Why We Built Bahi Heritage

Growing up in the UK as a first-generation British Indian, I often saw other people using genealogy websites to discover their family trees.

They could search census records, birth certificates, marriage records and public archives, sometimes tracing their families back for generations.

I always assumed that kind of discovery was not really available to families like mine.

My parents had come directly from India, so I believed that any records I might find in the UK would begin with them and perhaps include only a small amount of information about my grandparents. I never imagined that a deeper record of our family existed.

When I thought about India, I thought about the scale of the country, the population, the villages, the movement of families and the sheer complexity of keeping records over generations. I simply did not expect that anyone had been preserving that history.

That changed when I travelled to Haridwar to carry out the final rites for my grandfather.

I went there to scatter his ashes in the River Ganges and complete the prayers and rituals traditionally carried out with a priest. As part of that journey, I was also taken through the process of recording my grandfather’s death in our family’s ancestral register near Har Ki Pauri.
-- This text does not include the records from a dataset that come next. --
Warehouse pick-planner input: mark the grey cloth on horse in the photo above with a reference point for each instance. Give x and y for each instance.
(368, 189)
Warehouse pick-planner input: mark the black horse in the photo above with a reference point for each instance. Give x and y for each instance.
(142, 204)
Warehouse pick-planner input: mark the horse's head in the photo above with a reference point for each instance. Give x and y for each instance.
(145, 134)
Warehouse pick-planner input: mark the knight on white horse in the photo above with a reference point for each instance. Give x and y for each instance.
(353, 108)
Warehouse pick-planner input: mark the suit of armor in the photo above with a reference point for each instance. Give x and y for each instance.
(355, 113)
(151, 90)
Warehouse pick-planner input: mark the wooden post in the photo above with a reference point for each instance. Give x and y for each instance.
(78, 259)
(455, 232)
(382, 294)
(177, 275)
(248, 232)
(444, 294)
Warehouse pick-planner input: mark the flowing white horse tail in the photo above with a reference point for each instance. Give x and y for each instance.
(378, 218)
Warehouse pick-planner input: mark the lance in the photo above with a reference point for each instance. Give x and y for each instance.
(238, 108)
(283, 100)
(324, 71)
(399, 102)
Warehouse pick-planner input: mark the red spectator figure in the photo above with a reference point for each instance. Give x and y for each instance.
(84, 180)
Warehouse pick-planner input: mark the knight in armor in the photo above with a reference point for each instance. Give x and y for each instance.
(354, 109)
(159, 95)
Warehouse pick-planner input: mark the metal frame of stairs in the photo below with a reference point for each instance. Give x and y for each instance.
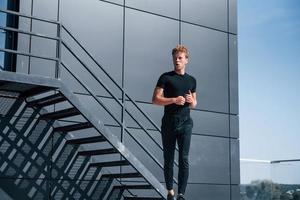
(11, 81)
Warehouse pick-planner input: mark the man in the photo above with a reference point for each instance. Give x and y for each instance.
(176, 91)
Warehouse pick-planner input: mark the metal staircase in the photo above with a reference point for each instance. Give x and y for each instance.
(116, 185)
(97, 162)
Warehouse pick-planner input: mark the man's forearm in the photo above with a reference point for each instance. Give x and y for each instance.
(163, 101)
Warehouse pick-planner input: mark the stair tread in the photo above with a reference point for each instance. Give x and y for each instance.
(87, 140)
(143, 198)
(133, 187)
(123, 175)
(61, 114)
(48, 100)
(98, 152)
(110, 163)
(73, 127)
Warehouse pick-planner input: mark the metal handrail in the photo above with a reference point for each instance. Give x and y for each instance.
(28, 54)
(29, 33)
(108, 111)
(58, 60)
(116, 84)
(29, 16)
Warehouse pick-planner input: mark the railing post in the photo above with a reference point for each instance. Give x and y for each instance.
(58, 51)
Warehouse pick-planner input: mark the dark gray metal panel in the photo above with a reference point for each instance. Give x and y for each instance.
(81, 189)
(25, 6)
(45, 9)
(42, 67)
(209, 160)
(208, 63)
(232, 16)
(235, 162)
(99, 28)
(168, 8)
(208, 192)
(11, 189)
(114, 141)
(209, 123)
(233, 68)
(147, 55)
(43, 47)
(141, 154)
(235, 192)
(234, 126)
(212, 13)
(120, 2)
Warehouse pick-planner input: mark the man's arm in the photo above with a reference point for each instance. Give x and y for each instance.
(159, 99)
(191, 98)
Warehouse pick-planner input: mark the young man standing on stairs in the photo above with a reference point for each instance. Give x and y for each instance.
(176, 91)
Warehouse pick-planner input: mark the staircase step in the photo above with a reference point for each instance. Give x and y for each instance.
(110, 164)
(49, 100)
(35, 91)
(73, 127)
(133, 187)
(123, 175)
(87, 140)
(61, 114)
(143, 198)
(98, 152)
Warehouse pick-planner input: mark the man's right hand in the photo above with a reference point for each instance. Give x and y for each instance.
(180, 100)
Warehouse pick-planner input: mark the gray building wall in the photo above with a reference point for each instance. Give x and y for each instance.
(132, 40)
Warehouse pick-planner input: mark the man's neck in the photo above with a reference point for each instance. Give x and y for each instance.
(180, 72)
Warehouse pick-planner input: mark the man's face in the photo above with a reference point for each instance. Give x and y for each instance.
(179, 60)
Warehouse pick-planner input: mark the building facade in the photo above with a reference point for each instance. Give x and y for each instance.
(131, 40)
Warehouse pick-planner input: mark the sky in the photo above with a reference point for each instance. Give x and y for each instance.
(269, 79)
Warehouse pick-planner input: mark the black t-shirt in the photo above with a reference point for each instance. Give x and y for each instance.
(176, 85)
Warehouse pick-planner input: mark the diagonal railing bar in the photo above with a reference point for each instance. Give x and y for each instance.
(59, 62)
(28, 54)
(119, 87)
(109, 112)
(29, 33)
(91, 93)
(115, 98)
(109, 76)
(29, 16)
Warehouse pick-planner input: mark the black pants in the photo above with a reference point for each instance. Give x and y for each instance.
(176, 128)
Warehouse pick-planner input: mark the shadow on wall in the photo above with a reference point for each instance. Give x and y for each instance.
(37, 163)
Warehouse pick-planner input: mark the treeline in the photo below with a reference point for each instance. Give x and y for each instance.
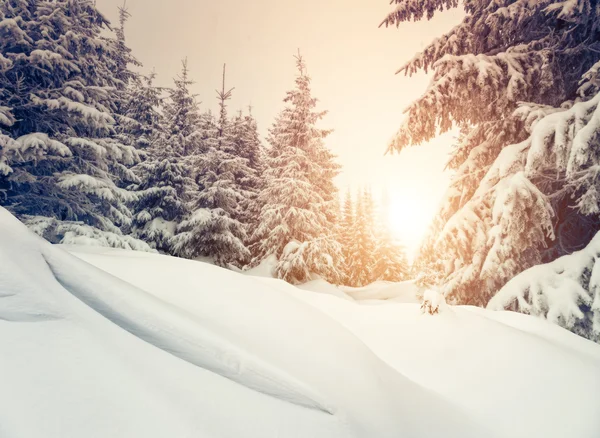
(93, 152)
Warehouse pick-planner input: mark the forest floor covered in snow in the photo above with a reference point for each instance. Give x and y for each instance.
(97, 342)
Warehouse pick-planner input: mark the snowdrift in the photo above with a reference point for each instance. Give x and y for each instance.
(97, 342)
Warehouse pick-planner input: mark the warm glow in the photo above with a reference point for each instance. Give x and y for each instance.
(409, 219)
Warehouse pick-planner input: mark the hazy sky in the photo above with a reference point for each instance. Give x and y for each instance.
(351, 62)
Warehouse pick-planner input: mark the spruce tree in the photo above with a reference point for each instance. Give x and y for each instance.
(346, 235)
(390, 260)
(166, 185)
(520, 80)
(297, 219)
(214, 228)
(362, 250)
(62, 77)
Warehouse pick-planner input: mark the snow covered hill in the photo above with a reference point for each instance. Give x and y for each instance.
(97, 342)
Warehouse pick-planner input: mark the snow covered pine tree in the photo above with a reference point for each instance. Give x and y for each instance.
(521, 80)
(166, 187)
(63, 165)
(213, 229)
(297, 220)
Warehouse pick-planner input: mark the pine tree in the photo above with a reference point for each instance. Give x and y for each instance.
(362, 250)
(141, 116)
(248, 146)
(346, 232)
(166, 186)
(520, 80)
(297, 220)
(62, 79)
(391, 262)
(214, 228)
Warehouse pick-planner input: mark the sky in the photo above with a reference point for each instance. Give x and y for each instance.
(352, 64)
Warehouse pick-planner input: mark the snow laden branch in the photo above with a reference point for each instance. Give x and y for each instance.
(566, 292)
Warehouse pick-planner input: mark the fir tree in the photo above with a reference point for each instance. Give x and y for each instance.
(391, 263)
(297, 220)
(362, 250)
(248, 146)
(520, 80)
(347, 226)
(214, 228)
(62, 78)
(166, 187)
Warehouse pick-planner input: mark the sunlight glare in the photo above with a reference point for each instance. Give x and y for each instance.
(409, 219)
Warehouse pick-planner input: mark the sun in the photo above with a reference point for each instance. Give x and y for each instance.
(409, 218)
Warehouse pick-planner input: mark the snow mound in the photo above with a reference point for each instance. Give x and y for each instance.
(403, 292)
(102, 342)
(168, 347)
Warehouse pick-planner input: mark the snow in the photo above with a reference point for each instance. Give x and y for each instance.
(100, 342)
(404, 291)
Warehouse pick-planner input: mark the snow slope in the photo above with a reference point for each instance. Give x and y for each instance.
(98, 342)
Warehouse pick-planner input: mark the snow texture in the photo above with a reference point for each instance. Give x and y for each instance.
(105, 342)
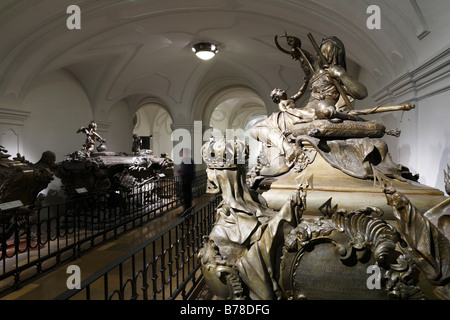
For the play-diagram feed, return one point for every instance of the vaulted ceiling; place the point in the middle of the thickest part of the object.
(136, 49)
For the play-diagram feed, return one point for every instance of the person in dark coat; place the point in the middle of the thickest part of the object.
(187, 173)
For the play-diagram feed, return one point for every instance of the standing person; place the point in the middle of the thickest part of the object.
(187, 173)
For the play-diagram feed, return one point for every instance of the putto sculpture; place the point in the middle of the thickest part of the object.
(326, 204)
(91, 137)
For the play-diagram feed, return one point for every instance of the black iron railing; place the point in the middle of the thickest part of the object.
(34, 240)
(165, 267)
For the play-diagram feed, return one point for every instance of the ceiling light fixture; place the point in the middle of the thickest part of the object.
(205, 50)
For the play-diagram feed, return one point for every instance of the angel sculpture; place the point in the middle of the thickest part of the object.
(91, 136)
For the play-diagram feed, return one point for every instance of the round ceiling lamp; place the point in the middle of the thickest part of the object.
(205, 50)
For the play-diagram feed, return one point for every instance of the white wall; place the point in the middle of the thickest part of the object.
(58, 107)
(424, 144)
(119, 136)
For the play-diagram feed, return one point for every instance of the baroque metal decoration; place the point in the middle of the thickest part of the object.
(326, 204)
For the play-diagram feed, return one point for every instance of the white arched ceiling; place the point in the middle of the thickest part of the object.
(141, 47)
(152, 119)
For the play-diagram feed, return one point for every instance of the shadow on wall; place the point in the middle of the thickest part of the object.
(445, 160)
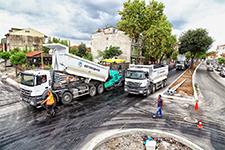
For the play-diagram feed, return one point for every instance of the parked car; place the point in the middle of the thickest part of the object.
(209, 68)
(222, 72)
(219, 68)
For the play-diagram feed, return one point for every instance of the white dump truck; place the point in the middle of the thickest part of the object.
(70, 77)
(181, 63)
(145, 79)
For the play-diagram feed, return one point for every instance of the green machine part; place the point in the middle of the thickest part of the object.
(114, 77)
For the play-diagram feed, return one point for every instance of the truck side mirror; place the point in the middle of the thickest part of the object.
(147, 75)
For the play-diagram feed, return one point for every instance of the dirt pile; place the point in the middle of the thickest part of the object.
(135, 142)
(186, 89)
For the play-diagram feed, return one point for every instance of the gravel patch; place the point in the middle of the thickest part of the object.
(135, 142)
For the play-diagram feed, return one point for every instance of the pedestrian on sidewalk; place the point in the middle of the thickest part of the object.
(159, 107)
(49, 104)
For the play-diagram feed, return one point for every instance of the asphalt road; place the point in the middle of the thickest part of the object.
(23, 127)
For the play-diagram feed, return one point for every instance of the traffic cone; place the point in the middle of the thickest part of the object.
(196, 105)
(200, 125)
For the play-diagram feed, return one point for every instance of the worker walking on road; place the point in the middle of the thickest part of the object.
(49, 104)
(159, 107)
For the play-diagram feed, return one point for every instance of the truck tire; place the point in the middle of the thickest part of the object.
(153, 88)
(148, 92)
(164, 83)
(66, 98)
(100, 88)
(92, 90)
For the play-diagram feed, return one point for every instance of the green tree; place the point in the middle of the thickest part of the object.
(58, 40)
(188, 55)
(45, 49)
(211, 53)
(137, 20)
(174, 55)
(5, 56)
(88, 56)
(82, 50)
(110, 52)
(221, 60)
(160, 43)
(18, 58)
(73, 50)
(195, 41)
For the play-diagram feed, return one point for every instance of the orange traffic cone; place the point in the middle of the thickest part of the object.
(196, 105)
(200, 125)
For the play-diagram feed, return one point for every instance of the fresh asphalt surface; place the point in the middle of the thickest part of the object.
(22, 127)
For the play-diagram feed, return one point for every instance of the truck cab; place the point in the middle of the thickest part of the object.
(137, 81)
(145, 79)
(34, 85)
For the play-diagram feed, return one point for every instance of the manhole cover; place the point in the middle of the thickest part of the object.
(185, 106)
(190, 119)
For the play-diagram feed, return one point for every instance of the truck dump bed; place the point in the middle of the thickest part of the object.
(156, 74)
(63, 61)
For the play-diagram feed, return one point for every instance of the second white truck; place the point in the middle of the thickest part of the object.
(145, 79)
(70, 77)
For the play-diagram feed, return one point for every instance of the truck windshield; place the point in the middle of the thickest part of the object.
(27, 79)
(140, 75)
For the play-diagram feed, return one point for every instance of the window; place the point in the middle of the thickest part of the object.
(41, 79)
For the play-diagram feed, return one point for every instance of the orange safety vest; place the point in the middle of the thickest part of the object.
(50, 100)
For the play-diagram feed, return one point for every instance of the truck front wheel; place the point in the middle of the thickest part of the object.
(100, 88)
(153, 88)
(92, 91)
(66, 98)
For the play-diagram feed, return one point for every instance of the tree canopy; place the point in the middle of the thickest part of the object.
(221, 60)
(58, 40)
(149, 29)
(195, 41)
(110, 52)
(18, 58)
(81, 51)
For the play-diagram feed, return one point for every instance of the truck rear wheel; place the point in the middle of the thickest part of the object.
(148, 92)
(66, 98)
(92, 90)
(153, 88)
(100, 88)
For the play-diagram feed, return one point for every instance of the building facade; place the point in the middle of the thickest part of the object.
(107, 37)
(24, 39)
(220, 49)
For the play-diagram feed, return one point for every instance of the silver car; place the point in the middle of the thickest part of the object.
(222, 72)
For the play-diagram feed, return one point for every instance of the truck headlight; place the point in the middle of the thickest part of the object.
(143, 85)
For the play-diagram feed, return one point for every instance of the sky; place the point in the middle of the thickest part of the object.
(76, 20)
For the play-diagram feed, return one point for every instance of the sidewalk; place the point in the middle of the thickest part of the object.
(218, 78)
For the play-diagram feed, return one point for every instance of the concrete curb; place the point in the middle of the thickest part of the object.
(198, 95)
(11, 82)
(171, 98)
(104, 136)
(219, 77)
(174, 82)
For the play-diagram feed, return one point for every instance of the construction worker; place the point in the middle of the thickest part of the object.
(49, 103)
(159, 107)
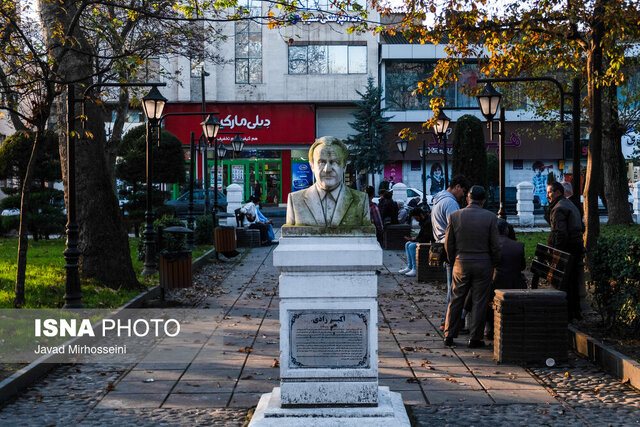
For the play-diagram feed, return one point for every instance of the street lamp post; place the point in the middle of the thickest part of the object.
(489, 100)
(73, 290)
(153, 104)
(486, 99)
(440, 129)
(210, 128)
(423, 158)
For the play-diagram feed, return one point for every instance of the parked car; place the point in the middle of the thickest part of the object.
(181, 204)
(412, 193)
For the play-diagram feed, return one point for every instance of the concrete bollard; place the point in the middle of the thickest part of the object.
(524, 207)
(399, 192)
(234, 201)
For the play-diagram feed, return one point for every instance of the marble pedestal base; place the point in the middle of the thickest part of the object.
(389, 412)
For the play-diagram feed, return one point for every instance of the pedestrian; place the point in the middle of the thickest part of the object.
(566, 235)
(425, 235)
(374, 213)
(444, 204)
(257, 191)
(472, 246)
(250, 211)
(508, 274)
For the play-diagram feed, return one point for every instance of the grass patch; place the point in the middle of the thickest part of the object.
(530, 240)
(45, 276)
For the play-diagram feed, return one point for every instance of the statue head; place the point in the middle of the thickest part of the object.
(328, 158)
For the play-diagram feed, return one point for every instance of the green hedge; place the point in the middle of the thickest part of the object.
(615, 280)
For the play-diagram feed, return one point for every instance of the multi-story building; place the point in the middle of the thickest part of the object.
(281, 88)
(403, 65)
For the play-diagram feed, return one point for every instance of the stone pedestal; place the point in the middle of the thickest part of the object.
(525, 204)
(329, 332)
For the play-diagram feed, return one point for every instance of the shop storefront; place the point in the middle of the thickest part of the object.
(277, 137)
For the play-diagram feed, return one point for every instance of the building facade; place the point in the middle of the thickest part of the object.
(280, 89)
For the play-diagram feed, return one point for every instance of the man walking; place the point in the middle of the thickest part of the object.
(566, 235)
(472, 246)
(444, 204)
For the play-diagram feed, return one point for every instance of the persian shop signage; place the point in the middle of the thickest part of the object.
(269, 123)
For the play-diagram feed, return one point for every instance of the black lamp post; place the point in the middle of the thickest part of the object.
(210, 128)
(489, 100)
(423, 157)
(440, 129)
(73, 290)
(153, 104)
(488, 95)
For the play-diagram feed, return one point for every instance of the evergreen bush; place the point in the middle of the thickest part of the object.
(615, 280)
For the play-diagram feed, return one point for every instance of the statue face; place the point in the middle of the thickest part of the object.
(326, 167)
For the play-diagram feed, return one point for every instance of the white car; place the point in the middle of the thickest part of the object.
(412, 193)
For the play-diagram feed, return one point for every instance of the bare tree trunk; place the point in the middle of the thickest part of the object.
(594, 159)
(23, 234)
(103, 240)
(616, 187)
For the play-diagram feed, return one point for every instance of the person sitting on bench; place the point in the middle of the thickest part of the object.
(250, 211)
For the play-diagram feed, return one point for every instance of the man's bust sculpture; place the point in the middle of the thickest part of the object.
(328, 202)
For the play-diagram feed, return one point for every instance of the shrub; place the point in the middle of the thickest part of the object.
(615, 278)
(204, 230)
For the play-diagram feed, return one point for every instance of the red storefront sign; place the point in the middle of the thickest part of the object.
(259, 123)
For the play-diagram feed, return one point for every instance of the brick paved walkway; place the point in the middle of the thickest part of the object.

The priest asked me for details about my family: our ancestral village, family names, community, gotra and other information that could help identify our lineage.

Using those details, they began searching through the traditional handwritten registers.

These were not small books. They were long, carefully preserved ledgers, with generations of family information handwritten across large pages. The records were organised through hereditary priests who had looked after particular families, villages and regions over many generations.

Eventually, they found my family.

They showed me my grandfather’s name.

Then they showed me my father’s name.

From there, they traced the record back to my great-grandfather, then to my great-great-grandfather, and continued even further.

I was told that more than 400 years of my family history had been preserved within those pages.

I cannot fully describe the feeling of seeing it for the first time. It gave me goosebumps.

All my life, I had assumed that my family history had been lost or had never been formally recorded. Suddenly, I was standing in front of generations of names, relationships and family events that had been carefully preserved long before I was born.

It was deeply emotional to realise that my history was there. It existed. It had been remembered.

What I saw in Haridwar felt like more than a collection of old books. It felt like a village of libraries, with generations of hereditary record keepers caring for an extraordinary part of India’s social and family history.

The scale of it was remarkable.

Thousands of families, villages and lineages had been recorded and preserved by people who understood which priest held which family’s history and how each branch connected to the next.

That experience also made me think about how fragile such a system could be.

These books contain centuries of family history. If they were damaged, lost or destroyed, an irreplaceable part of many families’ identities could disappear with them.

The task of digitising every register across India would be enormous. There are vast numbers of books, families, priests and pilgrimage centres involved. It is not something that can be completed all at once.

But every important journey has to begin somewhere.

Bahi Heritage was created to help families discover, retrieve, translate and preserve the history that has already been written about them.

Whenever a family register is located through our service, the relevant information can be carefully documented, translated and preserved within a secure digital family archive.

Our aim is not to replace the traditional registers or the hereditary priests who have protected them for generations.

Our aim is to help families reconnect with those records, understand what is written within them and preserve their own family history for the generations that come next.

Bahi Heritage began with one deeply personal discovery:

My family history had not been lost.

It had been waiting for me in India all along.